Located in Maastricht, The Bonnefanten Museum is housed in a world-renown monumental building designed by Aldo Rossi. Hollandse Nieuwe was asked to re-design the Bonnefanten Museum’s workspace and employee areas. These new areas consist of the director’s rooms, workspace for employees planning and curating exhibits, and a small restaurant.
Housed in architecture amongst curated art collections, the office occupies a unique and specific place. Taking this as inspiration, the workspace aims to bring these two worlds together in different ways, to create surprising, specific, and enjoyable spaces to work in and create and to create a workspace that feels uniquely part of the museum.

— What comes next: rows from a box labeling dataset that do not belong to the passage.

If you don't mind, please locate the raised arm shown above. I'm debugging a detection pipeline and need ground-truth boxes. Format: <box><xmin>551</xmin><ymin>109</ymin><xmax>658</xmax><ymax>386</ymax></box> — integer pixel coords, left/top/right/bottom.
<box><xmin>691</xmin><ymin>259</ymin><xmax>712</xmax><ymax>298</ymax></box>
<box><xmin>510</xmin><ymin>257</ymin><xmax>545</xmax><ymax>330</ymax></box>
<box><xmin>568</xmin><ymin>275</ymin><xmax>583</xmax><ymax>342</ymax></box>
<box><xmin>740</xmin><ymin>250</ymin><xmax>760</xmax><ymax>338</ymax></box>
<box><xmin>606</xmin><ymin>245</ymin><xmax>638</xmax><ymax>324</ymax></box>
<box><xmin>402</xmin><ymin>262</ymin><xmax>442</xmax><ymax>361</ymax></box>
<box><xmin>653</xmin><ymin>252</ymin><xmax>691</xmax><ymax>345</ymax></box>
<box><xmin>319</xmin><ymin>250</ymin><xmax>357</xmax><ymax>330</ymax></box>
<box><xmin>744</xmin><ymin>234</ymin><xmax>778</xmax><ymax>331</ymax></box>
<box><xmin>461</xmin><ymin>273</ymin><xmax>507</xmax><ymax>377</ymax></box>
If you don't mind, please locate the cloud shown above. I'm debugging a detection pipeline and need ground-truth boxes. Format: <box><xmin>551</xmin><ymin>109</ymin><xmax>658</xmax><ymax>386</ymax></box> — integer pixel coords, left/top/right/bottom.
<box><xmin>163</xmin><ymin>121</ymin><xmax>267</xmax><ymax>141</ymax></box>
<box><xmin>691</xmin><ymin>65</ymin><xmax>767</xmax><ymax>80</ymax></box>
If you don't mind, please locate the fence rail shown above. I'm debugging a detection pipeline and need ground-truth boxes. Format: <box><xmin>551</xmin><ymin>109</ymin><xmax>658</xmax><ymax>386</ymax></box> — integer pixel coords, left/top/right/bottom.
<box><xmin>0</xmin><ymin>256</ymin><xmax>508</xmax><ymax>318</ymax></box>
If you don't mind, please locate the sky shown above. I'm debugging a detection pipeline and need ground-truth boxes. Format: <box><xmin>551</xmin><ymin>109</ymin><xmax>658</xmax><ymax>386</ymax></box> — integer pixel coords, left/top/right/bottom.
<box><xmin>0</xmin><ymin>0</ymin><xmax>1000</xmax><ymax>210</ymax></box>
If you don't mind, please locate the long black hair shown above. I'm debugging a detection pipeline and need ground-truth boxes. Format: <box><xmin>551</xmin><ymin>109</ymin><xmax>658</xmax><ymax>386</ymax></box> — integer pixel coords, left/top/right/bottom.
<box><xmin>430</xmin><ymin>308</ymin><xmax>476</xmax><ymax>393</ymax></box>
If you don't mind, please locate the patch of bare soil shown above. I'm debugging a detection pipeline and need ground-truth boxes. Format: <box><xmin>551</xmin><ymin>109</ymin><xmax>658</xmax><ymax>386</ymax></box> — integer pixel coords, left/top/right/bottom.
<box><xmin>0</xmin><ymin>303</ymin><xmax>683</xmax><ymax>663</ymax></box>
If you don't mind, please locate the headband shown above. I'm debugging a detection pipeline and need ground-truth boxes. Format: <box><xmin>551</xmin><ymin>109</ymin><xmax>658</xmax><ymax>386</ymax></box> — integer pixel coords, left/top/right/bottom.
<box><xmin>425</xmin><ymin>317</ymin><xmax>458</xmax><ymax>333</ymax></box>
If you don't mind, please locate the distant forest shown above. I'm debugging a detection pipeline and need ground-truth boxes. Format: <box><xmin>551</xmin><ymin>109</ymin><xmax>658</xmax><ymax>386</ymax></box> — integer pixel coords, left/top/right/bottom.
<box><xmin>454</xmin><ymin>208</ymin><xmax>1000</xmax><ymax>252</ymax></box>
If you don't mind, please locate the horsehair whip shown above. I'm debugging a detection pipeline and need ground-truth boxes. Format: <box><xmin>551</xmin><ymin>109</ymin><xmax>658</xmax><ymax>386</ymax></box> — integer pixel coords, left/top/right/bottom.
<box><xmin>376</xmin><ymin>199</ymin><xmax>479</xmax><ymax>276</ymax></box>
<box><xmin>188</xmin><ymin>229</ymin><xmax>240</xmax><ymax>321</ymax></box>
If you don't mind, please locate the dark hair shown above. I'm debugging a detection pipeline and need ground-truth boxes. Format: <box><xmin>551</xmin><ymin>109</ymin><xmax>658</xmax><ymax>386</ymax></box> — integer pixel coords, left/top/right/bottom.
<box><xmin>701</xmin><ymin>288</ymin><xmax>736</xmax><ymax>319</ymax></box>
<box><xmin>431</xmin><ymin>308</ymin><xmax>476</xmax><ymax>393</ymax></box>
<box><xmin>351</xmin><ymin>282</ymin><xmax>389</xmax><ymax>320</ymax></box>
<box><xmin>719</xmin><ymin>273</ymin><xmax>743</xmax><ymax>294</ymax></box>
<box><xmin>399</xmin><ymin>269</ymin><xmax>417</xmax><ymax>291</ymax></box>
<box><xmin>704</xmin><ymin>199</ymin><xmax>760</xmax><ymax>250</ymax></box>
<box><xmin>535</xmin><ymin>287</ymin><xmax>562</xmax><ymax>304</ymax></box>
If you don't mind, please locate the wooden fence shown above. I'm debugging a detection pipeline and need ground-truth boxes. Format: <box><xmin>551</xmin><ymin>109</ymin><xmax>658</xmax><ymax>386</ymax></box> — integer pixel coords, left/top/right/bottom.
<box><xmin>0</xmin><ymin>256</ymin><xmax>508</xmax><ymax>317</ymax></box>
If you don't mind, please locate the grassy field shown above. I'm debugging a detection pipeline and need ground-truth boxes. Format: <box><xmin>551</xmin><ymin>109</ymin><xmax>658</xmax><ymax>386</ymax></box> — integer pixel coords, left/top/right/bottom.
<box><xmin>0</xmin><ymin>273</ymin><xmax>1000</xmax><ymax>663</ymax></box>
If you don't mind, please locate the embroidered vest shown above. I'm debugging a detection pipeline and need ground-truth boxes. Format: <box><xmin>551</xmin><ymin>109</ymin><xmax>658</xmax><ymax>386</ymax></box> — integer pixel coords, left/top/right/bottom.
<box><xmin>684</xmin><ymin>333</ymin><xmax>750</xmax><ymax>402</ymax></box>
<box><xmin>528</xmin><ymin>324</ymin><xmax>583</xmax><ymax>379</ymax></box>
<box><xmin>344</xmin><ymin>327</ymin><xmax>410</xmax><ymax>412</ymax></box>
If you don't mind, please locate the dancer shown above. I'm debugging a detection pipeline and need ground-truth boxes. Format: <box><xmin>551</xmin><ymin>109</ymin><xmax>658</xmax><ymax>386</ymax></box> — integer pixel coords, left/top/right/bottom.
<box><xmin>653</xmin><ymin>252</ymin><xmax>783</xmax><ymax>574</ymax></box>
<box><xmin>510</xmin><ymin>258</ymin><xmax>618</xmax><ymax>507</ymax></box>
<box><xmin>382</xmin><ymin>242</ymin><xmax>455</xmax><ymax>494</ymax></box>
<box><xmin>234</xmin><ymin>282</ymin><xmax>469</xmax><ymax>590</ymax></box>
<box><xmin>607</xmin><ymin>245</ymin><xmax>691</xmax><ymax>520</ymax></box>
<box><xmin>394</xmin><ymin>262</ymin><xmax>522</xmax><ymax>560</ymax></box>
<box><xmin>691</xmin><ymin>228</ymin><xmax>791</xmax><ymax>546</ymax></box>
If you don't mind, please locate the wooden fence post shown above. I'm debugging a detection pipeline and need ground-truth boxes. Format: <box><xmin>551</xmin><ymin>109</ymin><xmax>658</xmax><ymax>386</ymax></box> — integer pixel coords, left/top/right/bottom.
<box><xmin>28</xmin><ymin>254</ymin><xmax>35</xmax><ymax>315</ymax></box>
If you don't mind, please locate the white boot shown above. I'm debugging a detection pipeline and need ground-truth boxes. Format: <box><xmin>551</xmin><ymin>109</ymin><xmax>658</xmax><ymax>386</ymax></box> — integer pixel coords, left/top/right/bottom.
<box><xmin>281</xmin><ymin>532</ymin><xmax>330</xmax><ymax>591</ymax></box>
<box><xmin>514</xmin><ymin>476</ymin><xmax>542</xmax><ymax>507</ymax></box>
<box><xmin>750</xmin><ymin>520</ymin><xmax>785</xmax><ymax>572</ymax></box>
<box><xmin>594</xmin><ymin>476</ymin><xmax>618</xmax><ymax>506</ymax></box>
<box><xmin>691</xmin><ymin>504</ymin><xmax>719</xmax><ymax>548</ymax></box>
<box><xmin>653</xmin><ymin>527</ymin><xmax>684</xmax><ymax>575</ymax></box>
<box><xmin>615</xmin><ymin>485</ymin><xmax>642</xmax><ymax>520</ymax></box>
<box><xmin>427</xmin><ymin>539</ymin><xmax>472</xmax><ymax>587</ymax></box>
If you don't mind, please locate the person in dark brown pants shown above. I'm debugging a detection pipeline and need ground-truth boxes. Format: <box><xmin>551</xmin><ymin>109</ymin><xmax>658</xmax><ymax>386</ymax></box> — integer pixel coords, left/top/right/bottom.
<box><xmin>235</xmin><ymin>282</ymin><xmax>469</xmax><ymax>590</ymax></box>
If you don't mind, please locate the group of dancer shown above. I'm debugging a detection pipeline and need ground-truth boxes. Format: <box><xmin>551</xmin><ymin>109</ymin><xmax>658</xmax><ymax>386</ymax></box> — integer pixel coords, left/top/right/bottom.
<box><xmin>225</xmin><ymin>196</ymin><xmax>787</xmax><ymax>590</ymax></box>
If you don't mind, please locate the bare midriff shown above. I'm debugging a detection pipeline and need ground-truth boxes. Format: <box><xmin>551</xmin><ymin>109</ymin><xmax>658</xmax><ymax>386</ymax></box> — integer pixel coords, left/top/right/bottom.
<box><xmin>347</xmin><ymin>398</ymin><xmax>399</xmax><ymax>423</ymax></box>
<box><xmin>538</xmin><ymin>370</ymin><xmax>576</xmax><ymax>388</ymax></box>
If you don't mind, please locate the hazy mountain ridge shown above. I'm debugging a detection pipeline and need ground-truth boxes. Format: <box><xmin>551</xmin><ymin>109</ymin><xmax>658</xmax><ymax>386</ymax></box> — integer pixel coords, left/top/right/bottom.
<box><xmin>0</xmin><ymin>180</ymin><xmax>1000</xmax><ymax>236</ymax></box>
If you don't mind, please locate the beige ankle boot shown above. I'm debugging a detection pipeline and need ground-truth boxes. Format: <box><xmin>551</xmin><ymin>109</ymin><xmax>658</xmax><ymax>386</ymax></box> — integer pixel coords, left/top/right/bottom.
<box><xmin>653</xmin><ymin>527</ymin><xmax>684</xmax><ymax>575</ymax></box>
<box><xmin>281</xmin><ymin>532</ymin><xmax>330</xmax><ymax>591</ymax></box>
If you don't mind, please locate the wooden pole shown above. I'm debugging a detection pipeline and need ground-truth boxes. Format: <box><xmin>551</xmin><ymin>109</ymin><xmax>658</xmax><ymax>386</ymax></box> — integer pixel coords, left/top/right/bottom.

The workplace area is built around the idea of discovery and exploration, much like an exhibition or gallery layout. Rather than rows of desks or partitions, a family of furniture pieces defines different routes around the space. These furniture elements get progressively taller the further into space they are located, creating more open and informal spaces at the front and more closed, quieter spaces towards the back, culminating in the half-hidden library at the far end of the space. Here, the wall hiding the library is still considered a furniture element but plays with its architectural scale by having an arched opening and round window. The floor, ceiling, walls, desks, and chairs of the office space were kept light as a neutral base to allow for these wooden elements and to stand out.
The furniture pieces carry the idea of the architecture and artistic nature of the space. The wooden furniture pieces were conceived to have a timeless, monumental simplicity, constructed from the same vertical ribs and recessed doors or openings. The spacing of the ribs and height of each furniture piece differs, creating a varied but related family of objects. The back face of each element is covered in fabric, each printed with its own colour combinations derived from colour theory and drawing on the new Bonnefanten graphic identity.
Entering the space, the wooden objects stand out and suggest routes, openings, and places to work but looking to the entrance from the back of the space, the collection of wooden objects is now transformed into a playful game of colour, which visually leads back to the entrance of the office and into the new rooms of the two directors. These two rooms were created with a large, prominent window each. The rooms’ walls were painted in colours from the same range as in the open office space so that from the back of the workspace the two windows continue the game of colour and scale.
The restaurant continues the combination of colour and simple wooden objects, the cupboards, and wall of the pantry are part of the workspace’s family of wooden furniture, while colours pop in the main entrance, in selected furniture pieces, and in the art pieces on the wall. As in the office, space is a neutral ground for the colour and wood to be seen against. The bathrooms were also a part of the transformation. Taking the existing tiled space as the neutral base, the sink areas became the place for the bold colour combinations that are also seen throughout the rest of the work floor spaces.
In an architectural monument amongst art collections, this workplace brings two worlds together, creating surprising spaces that feel part of the museum.